As modernas pesquisas comportamentais revelam que o homem é mais do que um conjunto de interesses próprios. A forma como nos vemos é importante. O auto-engano é um mecanismo de defesa que utilizamos para justificar comportamentos no limite da desonestidade.
“Eu ultrapassei a velocidade permitida para não chegar atrasado ao trabalho”; “Deixei de declarar o imposto porque o Governo não faz uma aplicação adequada dos recursos”; “Não respeitei a fila, pois meu caso era urgente”. São justificativas comuns que se suportam no auto-engano. A curva clássica da desonestidade informa que as pessoas cometem pequenas desonestidades para obterem pequenos prêmios. Há um patamar em que o freio moral é acionado e que, mesmo com o aumento do prêmio, o comportamento desonesto não aumenta. Se o prêmio continua crescendo, o comportamento desonesto, em regra, volta a crescer.
A força que atua no patamar em que o auto-engano não se aplica é a que guarda relação com as teorias morais. É essa força que merece ser estudada.

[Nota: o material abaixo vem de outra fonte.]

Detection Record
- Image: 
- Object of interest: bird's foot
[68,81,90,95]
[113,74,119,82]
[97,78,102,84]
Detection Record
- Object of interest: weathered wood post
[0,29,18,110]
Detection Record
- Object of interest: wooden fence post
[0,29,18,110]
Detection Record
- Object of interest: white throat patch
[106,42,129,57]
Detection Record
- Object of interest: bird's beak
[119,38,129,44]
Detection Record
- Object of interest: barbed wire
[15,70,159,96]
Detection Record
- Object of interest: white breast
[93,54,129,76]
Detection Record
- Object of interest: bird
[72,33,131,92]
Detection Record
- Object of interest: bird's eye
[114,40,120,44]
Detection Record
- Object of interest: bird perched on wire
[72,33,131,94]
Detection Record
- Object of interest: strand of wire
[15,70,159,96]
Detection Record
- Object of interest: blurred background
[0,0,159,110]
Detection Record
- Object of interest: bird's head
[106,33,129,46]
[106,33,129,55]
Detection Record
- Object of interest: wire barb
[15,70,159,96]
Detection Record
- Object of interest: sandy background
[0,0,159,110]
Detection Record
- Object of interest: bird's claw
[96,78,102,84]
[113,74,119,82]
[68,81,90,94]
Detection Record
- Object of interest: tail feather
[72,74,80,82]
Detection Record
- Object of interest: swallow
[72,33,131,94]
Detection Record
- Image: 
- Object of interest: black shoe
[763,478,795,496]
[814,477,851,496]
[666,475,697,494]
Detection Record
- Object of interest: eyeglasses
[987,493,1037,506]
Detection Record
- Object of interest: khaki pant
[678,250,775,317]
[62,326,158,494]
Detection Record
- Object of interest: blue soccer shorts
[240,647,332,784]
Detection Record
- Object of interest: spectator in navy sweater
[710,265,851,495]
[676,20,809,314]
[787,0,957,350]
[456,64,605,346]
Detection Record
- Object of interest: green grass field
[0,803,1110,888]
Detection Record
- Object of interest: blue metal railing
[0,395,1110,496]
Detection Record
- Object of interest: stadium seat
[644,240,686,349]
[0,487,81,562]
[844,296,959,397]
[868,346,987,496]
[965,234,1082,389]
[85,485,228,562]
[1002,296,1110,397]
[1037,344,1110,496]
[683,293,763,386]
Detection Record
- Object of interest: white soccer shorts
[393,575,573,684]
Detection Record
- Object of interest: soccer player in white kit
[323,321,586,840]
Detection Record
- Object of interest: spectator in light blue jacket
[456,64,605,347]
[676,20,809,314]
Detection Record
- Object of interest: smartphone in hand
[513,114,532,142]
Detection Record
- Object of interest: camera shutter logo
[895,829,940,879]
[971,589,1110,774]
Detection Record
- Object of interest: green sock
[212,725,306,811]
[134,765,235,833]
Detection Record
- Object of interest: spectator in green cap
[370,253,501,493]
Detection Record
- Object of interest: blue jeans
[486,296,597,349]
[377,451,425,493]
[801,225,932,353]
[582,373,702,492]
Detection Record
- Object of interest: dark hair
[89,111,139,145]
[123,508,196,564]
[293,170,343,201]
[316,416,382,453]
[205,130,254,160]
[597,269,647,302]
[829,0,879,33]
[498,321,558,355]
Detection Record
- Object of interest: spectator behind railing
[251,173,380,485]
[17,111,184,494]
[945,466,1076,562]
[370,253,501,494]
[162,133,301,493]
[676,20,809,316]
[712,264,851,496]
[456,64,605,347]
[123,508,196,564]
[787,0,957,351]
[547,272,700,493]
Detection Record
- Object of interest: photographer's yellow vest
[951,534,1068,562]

A literatura apresenta algumas boas sugestões que vão além do aumento da chance de ser pego e das punições. Uma das sugestões está no incremento da educação, que faz reforçar os mecanismos de recompensa internos. Outra tem relação com a identificação dos auto-enganos mais comuns em cada área de atuação. O estabelecimento de códigos de ética e sua rememoração constante – por meio de assinatura de termo de compromissos, por exemplo,- também têm seu papel.
Não é possível prever qual o tempo necessário para tornar um país culturalmente desenvolvido, a ponto de seus cidadãos se sentirem internamente recompensados por suas atitudes corretas. No entanto, um passo importante nessa direção passa pelo reconhecimento da complexidade ligada ao comportamento honesto e pela refutação das teses que nos identificam com o homo economicus. Tornar acessível em linguagem clara temas sobre os quais velhos filósofos já refletiram também pode ajudar. Espero ser capaz de dar pelo menos essa contribuição.
Gustavo Theodoro
Parabéns pela reflexão. Façamos também a nossa parte.